Adeel Surendran

Since he was young, animal health and welfare has been a passion for Adeel, currently in his fifth and final year of a Bachelor of Veterinary Science.

Born in Viluppuram in Tamil Nadu, southeast India, Adeel and his family emigrated to New Zealand when he was 10 years old, settling in Avondale, Auckland.

During his studies at Massey University Adeel became increasingly interested in internal medicine and clinical pathology. In his fourth year, he spent time each week with the pathologists at the local diagnostic laboratory of New Zealand Veterinary Pathology, assisting with clinical pathology interpretations. His interest in this area has also led to him being offered a two-week pathology externship at the University of Melbourne in October. Adeel’s research topic, examining the links between Vitamin D and fertility in sheep, combines elements of clinical pathology and veterinary physiology.

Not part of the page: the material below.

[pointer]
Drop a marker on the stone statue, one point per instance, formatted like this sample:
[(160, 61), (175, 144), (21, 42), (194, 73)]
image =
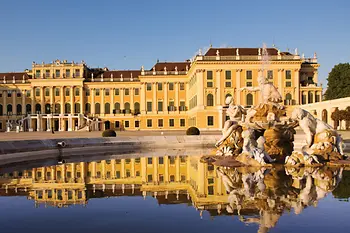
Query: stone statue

Upon graduation, Adeel aims to initially work as a veterinarian in clinical practice, where he hopes to further explore his interests in medicine and pathology, before pursuing specialist training.

Adeel has a passion for environmental conservation, and has been involved in various wildlife rehabilitation and native tree planting projects in the North Island. In addition to his veterinary interests, Adeel is passionate about theatre, music and the fine arts. An accomplished choreographer and performer, he has held lead roles in singing, dance and musical theatre productions in Palmerston North over recent years.

Api Taiapa

Breaking new ground to form connections between industrial psychology and Te Ao Māori--the Māori world-is the goal of Api Taiapa of Gisborne. He is currently undertaking a Master of Arts majoring in industrial/organisational psychology-the science of human behaviour relating to work.

Api already holds a Bachelor of Arts, majoring in Business Psychology and a Postgraduate Diploma in Psychology. Upon becoming a registered psychologist, he aims to use psychological ideas and concepts to improve industries and organisations. His particular focus is on redressing the lack of principles of tikanga Māori within this field. With relatively few Māori working in industrial/organisational psychology, Api is a potential leader in a branch of psychology that could benefit from inclusion of the Māori perspective.

Last year Api, who is of Ngāti Porou descent, co-presented at the New Zealand Psychological Society’s conference. The presentation set out an indigenous model for development and growth that has the potential to empower Māori by promoting sustainable economic development for iwi nationwide.

Throughout 2016 Api was a Resident Assistant at Massey University’s Fergusson Hall of Residence, where he helped some 90 first-year students transition into university life, by providing them with academic help, emotional support and general guidance.

An enthusiastic player of spikeball (a modified version of volleyball), Api has helped to bring this sport to Massey’s campus and to create the Massey Spikeball Club.

Jessica Russell

Jess Russell is an A-grade student studying for a Master of Science at Victoria University of Wellington with a thesis that is all about bees.

Honey bees-the world’s most important pollinators-are at risk from a variety of threats, particularly pathogens and disease. In her research, Jess will examine whether infection with beneficial bacteria is effective in increasing resistance against Deformed wing virus and the Varroa parasitic mite. Both are key players in the global decline of the honey bee.

Jess plans to continue with doctoral research overseas, looking at invasive species and widening her breadth of international knowledge that she can bring back to help New Zealand industry.

Originally from Kurow, North Otago, Jess now lives in Newtown, Wellington where she is involved in community conservation at local and regional levels. Jess is an active volunteer and part-time employee at the nearby Wellington Zoo, helping to welcome the local community to the zoo, In that role she shares her knowledge of conservation, environmental issues and passion for the natural world, and particularly honey bees, their role as pollinators and our need to conserve them for the future.

Jess is a busy bee herself. She volunteers at Kelburn’s Kumutoto Forest Reserve where she checks traps and plants native trees. She collects seeds for the Miramar Reserve, is a member of the Wellington chapter of the Society of Conservation, is involved in numerous research groups at the university’s School of Biological Sciences, and speaks at prospective student recruitment talks.

Jess is also a founding member of Jane Goodall’s Roots & Shoots Program, which encourages the environmental literacy of children.